Although women in music are demanding their place in the business, it’s even harder in hip-hop, where female role models are rare. “There are a growing number of female rappers,” says Frannie. “It’s in no one’s interest to compete against each other. What Sarahmée does and what we do have nothing in common, so we’re much better off helping each other out. We’ve become the big sisters for artists searching for their identity,” she says, before reminding us that Betty Bonifassi and Beast, Ariane Moffatt, and Pierre Lapointe, among others, took Random Recipe under their wings when the band started out. “Marie Gold calls me, like, once a week, panicked about her career, and I have answers for her,” says Frannie.

But beyond genre, musical diversity on the scene in Montréal deserves the means to expand. In the city, musical styles are rich and diversified because they have the tools to build bridges between themselves. “Musical talent in Montréal is not located strictly near metro stations, and at the Jazz fest,” says Fab. “You need to go to Hochelag’ and NDG, and listen to stuff you’ve never heard before. It’s important. That’s what the local mosaic is all about.”

Inspiration flourishes all over the city, just as it does all over the world. The band draws the broad strokes of their musical development from their travels, influencing their culture as much as piquing their interest. “It’s quite rich to travel to Brazil after we just played Côte-Nord,” says Frannie, laughing.

Leaving Home

Independent and crowd-funded, Distractions sees Random Recipe leaving their musical home, record label Bonsound. The trio now manages itself as it sees fit. “It was scary, at first,” says Frannie, “especially the crowdfunding part; we didn’t want to come across as beggars. But all the money we collected allowed us to validate that this album was meant to be.”

“We’re not hating… We just needed to understand what it’s all about before we could do it ourselves,” adds Fab. “Questioning what we do is important, too. You don’t know what pain is if you never fall down. Now we have three good heads on our shoulders, and we’re even more aware, because we’ve already made our mistakes.”

Group Therapy

The decision to fly solo wasn’t made lightly. During the summer of 2016, the band stayed at the Los Angeles SOCAN House to create the first drafts for this third album. “We used that trip mainly to touch base, and realize we had no idea where we were going,” says Frannie. “We questioned ourselves on the social responsibility of having a mic in your hand. What is cultural appropriation, to us? What’s our relationship with hip-hop culture?” Those questions directed all of the ensuing creative process. “We know we have a style that’s unlike any other,” she continues. “We’d always thought it was fragile because of that, and that we therefore shouldn’t be open to others. But we realized that it was actually the opposite, that we wanted to explore, and see what other women could bring to the table.”

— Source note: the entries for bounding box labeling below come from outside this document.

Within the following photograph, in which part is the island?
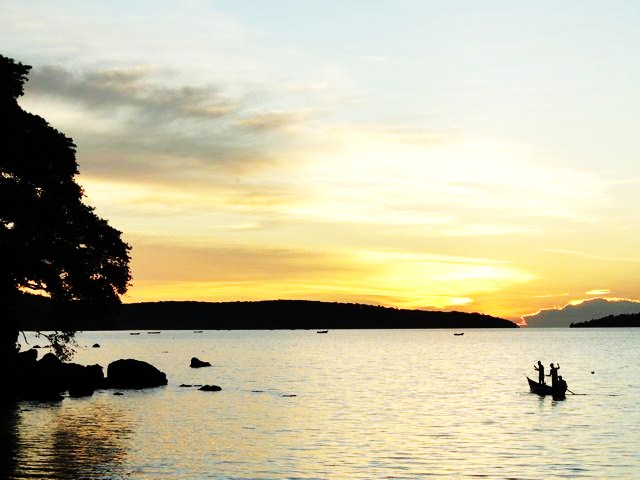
[20,297,518,331]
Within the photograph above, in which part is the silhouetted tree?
[0,55,131,360]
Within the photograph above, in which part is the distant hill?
[523,298,640,328]
[15,300,517,331]
[569,313,640,328]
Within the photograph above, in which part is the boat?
[527,377,566,400]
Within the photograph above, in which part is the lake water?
[0,329,640,480]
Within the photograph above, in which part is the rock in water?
[189,357,211,368]
[106,358,167,388]
[198,385,222,392]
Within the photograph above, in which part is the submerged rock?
[198,385,222,392]
[106,358,167,388]
[189,357,211,368]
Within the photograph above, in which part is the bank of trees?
[0,55,131,360]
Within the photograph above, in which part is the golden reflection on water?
[12,329,640,480]
[16,397,131,479]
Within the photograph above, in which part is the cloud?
[22,65,318,183]
[522,298,640,327]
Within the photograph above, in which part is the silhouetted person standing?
[533,360,544,384]
[548,363,560,389]
[553,375,568,397]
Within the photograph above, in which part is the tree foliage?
[0,55,131,356]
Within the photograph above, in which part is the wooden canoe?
[527,377,566,399]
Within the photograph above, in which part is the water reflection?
[0,404,18,479]
[13,399,131,479]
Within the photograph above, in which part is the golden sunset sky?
[0,0,640,320]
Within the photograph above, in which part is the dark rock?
[198,385,222,392]
[189,357,211,368]
[106,358,167,388]
[18,347,38,365]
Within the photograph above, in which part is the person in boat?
[553,375,568,397]
[547,363,560,389]
[533,360,545,385]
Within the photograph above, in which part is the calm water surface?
[0,329,640,479]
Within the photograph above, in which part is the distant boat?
[527,377,566,400]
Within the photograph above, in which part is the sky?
[0,0,640,321]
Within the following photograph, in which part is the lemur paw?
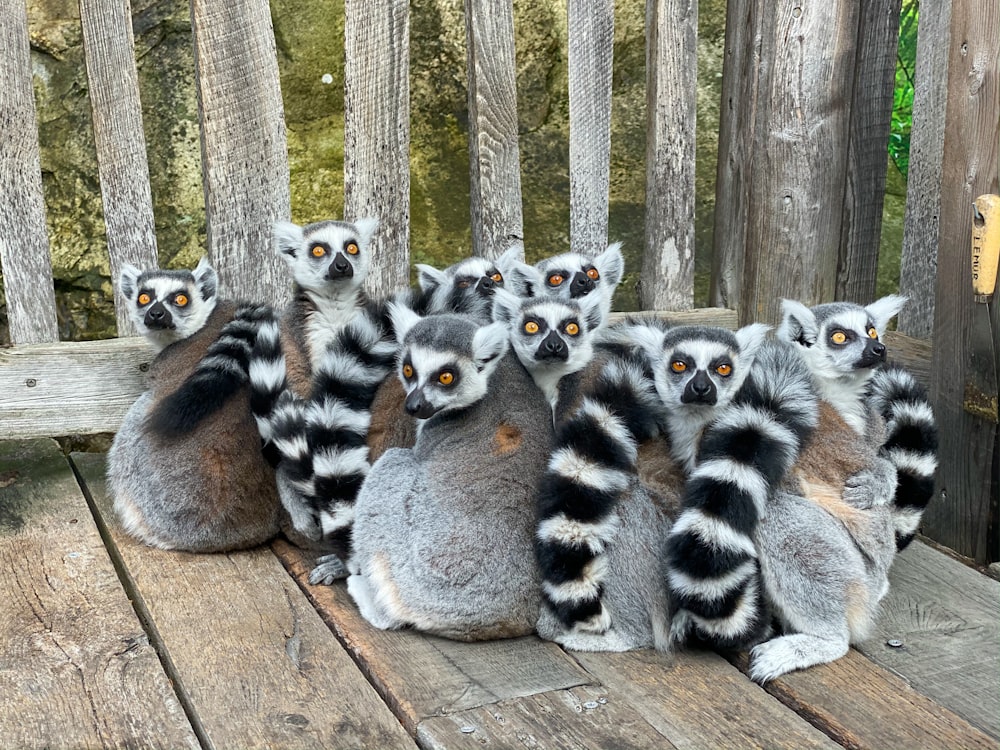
[309,555,347,586]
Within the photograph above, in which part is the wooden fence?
[0,0,1000,563]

“We also did group therapy, like Metallica,” says Liu-Kong, laughing. The result? Making a band last is hard work. “When we were young, we wanted to be cool, but the truth is, there’s always someone younger and cooler than you,” says Frannie. As far as Random Recipe’s new approach to music, the main thing, from now on, is to focus on human relations. Marie-Pierre Arthur, Rhonda Smith (Prince), Ladybug Mecca (Digable Planets), Lisa Iwanycki (Blood and Glass), Heartstreets, Tali Taliwah (Nomadic Massive), Giselle Numba One, Sunny Moonshine (Sunny & Gabe) and Emily Lazar all contributed to the album, and the magic happened. “We don’t have many role models when it comes to getting older as a musician who does something wild like we do,” says Liu-Kong. “There’s one band in Québec that’s older than ours with a front woman, and that’s Duchess Says. Being in a band is hard, and we want to set the example.”

“Where do we go?” That’s Random Recipe’s constant question, ever seeking adventures abroad. “We want to go places we’ve never been,” says Fab. “Eastern Europe, Japan, the South of Africa. There’s a lot of Latin American vibes on the album, yet we’ve never been there as a full band. We’re gonna go there to experience what we need to create the fourth album. In 10 years, we’ve proven to ourselves that we still don’t have a single style. That’s gold. It’s always alive, just like kombucha.”